Conduzido por representantes da Reabilitação e da Psicologia, desde o final de 2013, o ambulatório de Reabilitação Pélvica do Icesp foi inicialmente criado para cuidar de mulheres que passavam por radio ou braquiterapia em decorrência de tumores ginecológicos, após a identificação dessas necessidades, por parte da Dra. Heloísa Andrade de Carvalho, da Radioterapia. 

“No começo, o objetivo era muito específico, por conta da alta probabilidade de essas pacientes desenvolverem uma estenose vaginal”, relembra a fisioterapeuta Juliana Kurosaka, responsável pelos atendimentos no ambulatório.

A estenose vaginal é um estreitamento anormal do canal vaginal ou o encurtamento da vagina, que, a depender do grau – é possível que ocorra um fechamento total do canal – impossibilita a realização de exames ginecológicos, fundamentais para todas as mulheres, sobretudo para àquelas que estão em tratamento de tumores nessa região. 

Esse estreitamento, no entanto, não se dá necessariamente durante o tratamento radioterápico ou braquiterápico, podendo ser uma espécie de “sequela futura”, por isso, o ambulatório veio para atuar não somente nas pacientes que já apresentavam esse quadro, mas também de forma preventiva.

Apesar de uma prevalência desse quadro no atendimento, com o passar do tempo, o olhar da equipe foi se tornando mais amplo, observando-se a necessidade do desdobramento desses atendimentos de Reabilitação Pélvica a outros pacientes.

“Hoje, quatro anos e meio depois, atendemos pacientes com as mais diversas queixas ginecológicas, e seguimos com um apoio muito grande dos médicos da Radioterapia, Oncologia Clínica e Ginecologia”, comenta a fisioterapeuta.

Dentre as queixas atendidas no ambulatório, estão: dificuldade ou impossibilidade de penetração na vagina durante exame ginecológico ou no ato sexual (vaginismo) relacionado ou não ao tratamento oncológico; relatos de dor ou dificuldade durante o ato sexual com seus parceiros ou parceiras; ressecamento de mucosa vaginal, decorrente da radiação e da própria quimioterapia; fantasias, medos ou ausência de desejo; além da própria estenose vaginal, que deu start no ambulatório. 

“O nosso principal propósito é habilitar essas pacientes para o acompanhamento médico ginecológico e a retomada da vida sexual, mas não há como dissociar o nosso trabalho de outras questões, pois a região pélvica carrega muitos significados: de reprodução, de prazer, de fertilidade, de feminilidade, atrelados a histórias e experiências de cada mulher”, destaca Juliana Tonaki, psicóloga que acompanha as pacientes no ambulatório. 
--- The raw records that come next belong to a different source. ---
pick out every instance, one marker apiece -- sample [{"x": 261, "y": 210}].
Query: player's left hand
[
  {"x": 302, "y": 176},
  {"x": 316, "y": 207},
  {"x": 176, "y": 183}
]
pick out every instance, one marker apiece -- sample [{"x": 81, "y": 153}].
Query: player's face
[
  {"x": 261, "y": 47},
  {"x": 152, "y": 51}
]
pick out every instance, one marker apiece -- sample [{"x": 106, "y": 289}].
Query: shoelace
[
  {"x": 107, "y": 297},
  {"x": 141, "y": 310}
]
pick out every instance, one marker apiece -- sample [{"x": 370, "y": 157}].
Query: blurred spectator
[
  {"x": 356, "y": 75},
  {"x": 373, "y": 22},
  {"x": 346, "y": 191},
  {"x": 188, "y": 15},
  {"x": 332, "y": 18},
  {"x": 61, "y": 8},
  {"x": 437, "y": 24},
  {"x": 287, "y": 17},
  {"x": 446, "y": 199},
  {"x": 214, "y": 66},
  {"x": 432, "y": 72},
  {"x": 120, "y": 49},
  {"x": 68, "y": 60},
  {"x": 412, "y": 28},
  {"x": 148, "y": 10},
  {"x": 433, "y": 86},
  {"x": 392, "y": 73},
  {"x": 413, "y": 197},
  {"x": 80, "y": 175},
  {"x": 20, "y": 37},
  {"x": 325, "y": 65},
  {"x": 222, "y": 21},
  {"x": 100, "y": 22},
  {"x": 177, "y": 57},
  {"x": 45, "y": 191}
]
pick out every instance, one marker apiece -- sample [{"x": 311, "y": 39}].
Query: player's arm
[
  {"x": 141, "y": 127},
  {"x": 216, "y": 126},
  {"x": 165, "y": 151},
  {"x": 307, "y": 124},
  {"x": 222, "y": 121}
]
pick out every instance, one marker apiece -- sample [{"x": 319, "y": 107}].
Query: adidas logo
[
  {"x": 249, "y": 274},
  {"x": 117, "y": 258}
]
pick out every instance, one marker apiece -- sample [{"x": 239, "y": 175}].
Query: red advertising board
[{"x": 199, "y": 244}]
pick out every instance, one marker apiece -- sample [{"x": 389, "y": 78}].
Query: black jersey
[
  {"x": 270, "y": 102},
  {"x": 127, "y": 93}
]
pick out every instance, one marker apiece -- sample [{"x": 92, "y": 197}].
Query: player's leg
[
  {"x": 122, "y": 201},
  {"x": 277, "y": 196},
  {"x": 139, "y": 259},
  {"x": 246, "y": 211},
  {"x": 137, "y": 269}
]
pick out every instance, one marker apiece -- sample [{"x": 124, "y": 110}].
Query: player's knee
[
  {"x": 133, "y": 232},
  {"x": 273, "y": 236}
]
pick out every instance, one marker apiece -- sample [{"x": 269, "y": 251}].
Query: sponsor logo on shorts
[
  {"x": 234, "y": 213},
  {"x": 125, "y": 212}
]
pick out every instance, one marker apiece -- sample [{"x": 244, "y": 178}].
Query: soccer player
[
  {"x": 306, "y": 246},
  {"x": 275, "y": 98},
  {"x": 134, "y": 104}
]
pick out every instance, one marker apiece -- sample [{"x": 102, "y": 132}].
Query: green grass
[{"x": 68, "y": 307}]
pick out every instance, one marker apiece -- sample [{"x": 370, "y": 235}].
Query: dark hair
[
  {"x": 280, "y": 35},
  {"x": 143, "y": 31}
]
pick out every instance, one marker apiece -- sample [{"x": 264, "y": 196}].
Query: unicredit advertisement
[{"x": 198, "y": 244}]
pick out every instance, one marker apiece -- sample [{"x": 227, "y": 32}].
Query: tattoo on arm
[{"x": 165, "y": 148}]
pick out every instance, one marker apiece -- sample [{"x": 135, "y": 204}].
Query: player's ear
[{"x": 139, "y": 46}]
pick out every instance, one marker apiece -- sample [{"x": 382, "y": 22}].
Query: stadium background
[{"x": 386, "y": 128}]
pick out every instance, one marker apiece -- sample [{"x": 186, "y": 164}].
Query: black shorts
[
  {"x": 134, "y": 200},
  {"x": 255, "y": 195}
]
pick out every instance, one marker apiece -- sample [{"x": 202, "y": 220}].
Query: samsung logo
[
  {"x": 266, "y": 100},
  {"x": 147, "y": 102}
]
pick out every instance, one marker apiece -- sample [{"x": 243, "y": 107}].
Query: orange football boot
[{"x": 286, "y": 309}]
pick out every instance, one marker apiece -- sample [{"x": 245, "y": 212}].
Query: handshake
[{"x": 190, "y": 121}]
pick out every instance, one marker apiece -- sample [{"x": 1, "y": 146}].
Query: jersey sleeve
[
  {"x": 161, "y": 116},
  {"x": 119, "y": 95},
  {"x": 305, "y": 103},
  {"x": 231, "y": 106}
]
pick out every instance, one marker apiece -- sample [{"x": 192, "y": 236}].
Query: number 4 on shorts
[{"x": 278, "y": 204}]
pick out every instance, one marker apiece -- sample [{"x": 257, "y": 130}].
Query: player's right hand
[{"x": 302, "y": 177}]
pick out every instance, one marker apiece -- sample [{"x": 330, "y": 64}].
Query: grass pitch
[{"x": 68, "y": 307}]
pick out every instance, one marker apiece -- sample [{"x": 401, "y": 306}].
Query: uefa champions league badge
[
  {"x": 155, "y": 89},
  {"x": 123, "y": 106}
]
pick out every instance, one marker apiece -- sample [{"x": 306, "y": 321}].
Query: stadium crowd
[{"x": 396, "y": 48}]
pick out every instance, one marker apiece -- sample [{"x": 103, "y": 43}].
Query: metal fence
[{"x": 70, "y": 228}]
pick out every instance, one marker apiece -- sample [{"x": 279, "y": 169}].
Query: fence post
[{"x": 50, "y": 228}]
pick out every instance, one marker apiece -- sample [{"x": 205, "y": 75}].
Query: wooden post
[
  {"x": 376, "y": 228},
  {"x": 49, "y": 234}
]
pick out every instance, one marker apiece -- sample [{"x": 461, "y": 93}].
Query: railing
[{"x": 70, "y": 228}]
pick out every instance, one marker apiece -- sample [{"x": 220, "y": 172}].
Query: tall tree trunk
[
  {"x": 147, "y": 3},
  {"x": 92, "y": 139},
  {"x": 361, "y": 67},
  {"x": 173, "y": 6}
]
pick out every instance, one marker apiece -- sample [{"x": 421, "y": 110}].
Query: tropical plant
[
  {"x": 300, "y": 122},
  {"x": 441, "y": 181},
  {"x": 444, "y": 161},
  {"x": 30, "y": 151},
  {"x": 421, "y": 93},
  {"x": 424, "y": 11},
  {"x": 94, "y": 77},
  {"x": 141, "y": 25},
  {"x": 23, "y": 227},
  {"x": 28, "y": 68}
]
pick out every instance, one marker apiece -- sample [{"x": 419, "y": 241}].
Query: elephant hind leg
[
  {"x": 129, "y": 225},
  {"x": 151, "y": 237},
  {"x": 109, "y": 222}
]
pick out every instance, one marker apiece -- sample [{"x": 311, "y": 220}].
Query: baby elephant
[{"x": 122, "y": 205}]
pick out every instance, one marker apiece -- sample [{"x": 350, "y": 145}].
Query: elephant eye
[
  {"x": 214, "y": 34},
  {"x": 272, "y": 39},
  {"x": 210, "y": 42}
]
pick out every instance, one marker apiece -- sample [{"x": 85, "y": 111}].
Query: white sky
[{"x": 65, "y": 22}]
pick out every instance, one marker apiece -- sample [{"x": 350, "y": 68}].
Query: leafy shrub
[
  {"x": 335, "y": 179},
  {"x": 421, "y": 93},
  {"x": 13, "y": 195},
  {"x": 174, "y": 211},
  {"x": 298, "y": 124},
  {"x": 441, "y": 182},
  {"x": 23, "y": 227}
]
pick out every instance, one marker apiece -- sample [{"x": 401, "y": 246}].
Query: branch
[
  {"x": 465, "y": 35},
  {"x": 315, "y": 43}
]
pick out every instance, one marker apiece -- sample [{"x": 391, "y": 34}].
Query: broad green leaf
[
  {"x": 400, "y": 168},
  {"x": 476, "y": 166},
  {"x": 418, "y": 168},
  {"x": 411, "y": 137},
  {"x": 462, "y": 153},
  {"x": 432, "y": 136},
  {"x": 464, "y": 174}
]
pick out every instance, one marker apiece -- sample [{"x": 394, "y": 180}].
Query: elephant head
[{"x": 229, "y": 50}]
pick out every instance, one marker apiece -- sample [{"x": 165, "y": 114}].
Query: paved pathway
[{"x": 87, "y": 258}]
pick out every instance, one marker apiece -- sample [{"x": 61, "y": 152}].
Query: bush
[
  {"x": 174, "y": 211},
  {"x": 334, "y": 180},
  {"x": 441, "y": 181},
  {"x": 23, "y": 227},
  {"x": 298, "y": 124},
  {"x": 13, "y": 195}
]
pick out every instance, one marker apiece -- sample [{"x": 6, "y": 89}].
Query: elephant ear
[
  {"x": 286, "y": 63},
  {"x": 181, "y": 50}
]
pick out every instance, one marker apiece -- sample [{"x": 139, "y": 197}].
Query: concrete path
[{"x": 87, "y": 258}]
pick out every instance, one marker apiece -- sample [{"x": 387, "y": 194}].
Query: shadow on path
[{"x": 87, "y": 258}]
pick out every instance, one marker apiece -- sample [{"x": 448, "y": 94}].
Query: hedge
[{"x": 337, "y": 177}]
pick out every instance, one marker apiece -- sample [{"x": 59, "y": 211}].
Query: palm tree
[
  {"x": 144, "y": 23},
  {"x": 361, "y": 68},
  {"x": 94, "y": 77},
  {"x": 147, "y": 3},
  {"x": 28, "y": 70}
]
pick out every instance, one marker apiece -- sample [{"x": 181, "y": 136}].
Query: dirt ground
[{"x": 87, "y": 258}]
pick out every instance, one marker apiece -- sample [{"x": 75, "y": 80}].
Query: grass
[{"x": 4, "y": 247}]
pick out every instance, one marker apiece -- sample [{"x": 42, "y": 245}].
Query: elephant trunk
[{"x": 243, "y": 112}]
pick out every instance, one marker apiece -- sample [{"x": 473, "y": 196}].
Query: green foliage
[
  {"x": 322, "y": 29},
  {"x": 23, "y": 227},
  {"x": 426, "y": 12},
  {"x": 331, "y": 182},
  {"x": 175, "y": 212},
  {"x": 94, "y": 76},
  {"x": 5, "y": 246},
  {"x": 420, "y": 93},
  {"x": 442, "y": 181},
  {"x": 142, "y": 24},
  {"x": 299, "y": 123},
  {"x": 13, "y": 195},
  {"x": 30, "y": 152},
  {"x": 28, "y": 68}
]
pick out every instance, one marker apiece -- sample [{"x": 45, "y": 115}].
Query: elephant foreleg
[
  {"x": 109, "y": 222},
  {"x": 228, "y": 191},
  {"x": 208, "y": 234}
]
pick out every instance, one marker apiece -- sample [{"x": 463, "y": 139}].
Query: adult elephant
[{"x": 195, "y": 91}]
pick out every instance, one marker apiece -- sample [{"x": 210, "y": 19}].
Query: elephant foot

Para a psicóloga, é exatamente devido a todos esses significados que só é possível auxiliar essas mulheres se o cuidado for feito de uma forma integral, a fim de poder validar o que essa paciente quer e dar a ela mais autonomia sobre o seu corpo e desejos. 

“Precisamos, acima de tudo, que a paciente concorde com a importância do nosso trabalho, que sinta que aquilo faz sentido para ela, é a partir daí que vamos alcançar os objetivos, entendendo e respeitando a singularidade da mulher”.

Sobre os atendimentos

O ambulatório de Reabilitação Pélvica recebe pacientes que tenham queixas ginecológicas e sejam encaminhadas por seus médicos. O público do serviço é composto somente por mulheres.

Após encaminhada, a paciente participa de um primeiro atendimento em grupo, onde toma conhecimento dos objetivos dos atendimentos, da rotina proposta, além de conhecerem as profissionais que passarão a acompanhá-las.

Em seguida, essas pacientes começam a ser atendidas individualmente. Assim, nas próximas ocasiões, ela passará sempre por uma sessão de fisioterapia seguida de um atendimento psicológico.

“Nossos encontros acontecem semanalmente e têm duração de 12 semanas, lembrando que a orientação é que, ao longo desse período, ela também realize exercícios no seu ambiente doméstico. Depois dessa etapa, a indicação é que essa paciente continue os exercícios por mais três meses em casa e retorne para avaliação”, explica a fisioterapeuta.

O ambulatório atende, hoje, pacientes com uma faixa etária entre 26 e 86 anos. Atualmente, são 50 pacientes ativas, passando por essa primeira etapa, realizada uma vez por semana dentro do hospital.